Universal vie 1, le brillant livre des destins de Bajram et Mangin
Cela avait commencé comme une fantaisie autour d’un Balzac dupé par un auteur publiant le roman de sa vie. La mise en abymes s’était poursuivie, au carré, au siècle suivant par le film tragique que Clouzot s’apprêtait à faire de ce fameux roman. La trilogie imaginée par Valérie Mangin s’achève ici avec une mise en perspective encore plus vertigineuse. Cette fois, c’est... sa propre vie que la scénariste met en scène – depuis l’instant ou, en 1993, jeune étudiante en histoire de l’art à Paris, elle tombe sur une étrange BD signée « Valérie Mangin », qui n’est autre que la première partie d’Abymes...
Cinq ans plus tard, tout juste après avoir brillamment réussi sa thèse (sur... Balzac, et la mise en abyme de sa vie et de ses archives !), elle découvre le tome 2, tout aussi étrangement. Et, tout aussi mystérieusement, cet autre ouvrage qui n’existe pas lui échappe... Evénement éclipsé par sa rencontre avec Denis Bajram. On suivra ensuite le couple d’auteurs de Bruxelles à Bayeux (... où il vient s’installer dans la maison de Balzac, décor des deux précédents tomes !) jusqu’à l’époque contemporaine (et même au-delà...) dans un dispositif où leur existence s’imbrique de plus en plus avec cette présente trilogie...

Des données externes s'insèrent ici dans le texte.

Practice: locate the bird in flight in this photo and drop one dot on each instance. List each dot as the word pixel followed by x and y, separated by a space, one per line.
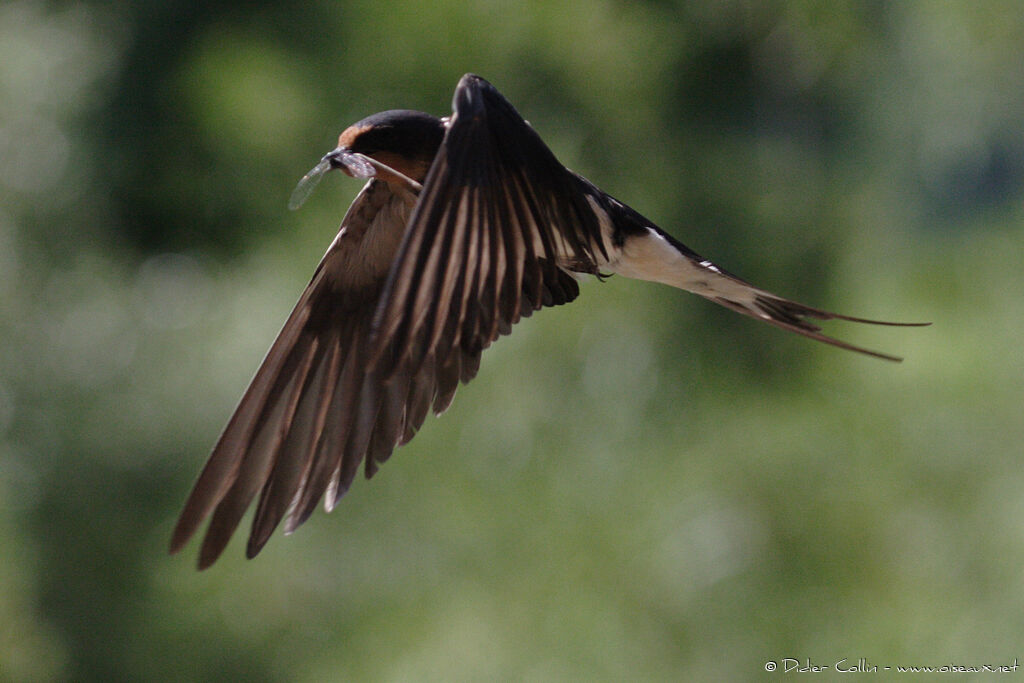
pixel 467 224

En février dernier, dans le magazine CaseMate, Valérie Mangin évoquait son ambition, avec Abymes, de montrer des créateurs « qui seraient le sujet de leur création », piégés par leur propre oeuvre. Pari réussi, avec ce troisième tome, assez magistral dans sa construction. Effet démultiplié, en plus par le fait que c’est Denis Bajram qui met en scène lui-même cette ultime partie... et qui en arrive à se dessiner lui-même en train de dessiner l’album qu’il est en train de dessiner ! Il le fait en conservant sa technique en couleurs directes testée sur 3 christs (autre variation à contraintes), qui nimbe l’album d’une atmosphère doucement irréelle. Un petit jeu brillamment exécuté et qui clôt fort bien la série (ce qui n’était pas gagné d’avance) avec un clin d’oeil final aux paradoxes temporels et à l’univers de la série phare de Bajram, UW1. Et cette auto-biographie imaginaire va au-delà de l’exercice de style. Sans être intimes avec les auteurs, on peut, en effet, croire, qu’ils ont bien « joué le jeu » de cette mise en abyme de leur propre existence. Accessoirement, les bons connaisseurs du monde de la BD découvriront, joliment portraiturés, quelques pointures du genre comme Griffo, Arleston ou Mourad Boudjellal. Et bien sûr Denis Bajram et Valérie Mangin, auteurs et acteurs principaux de ce brillant épilogue.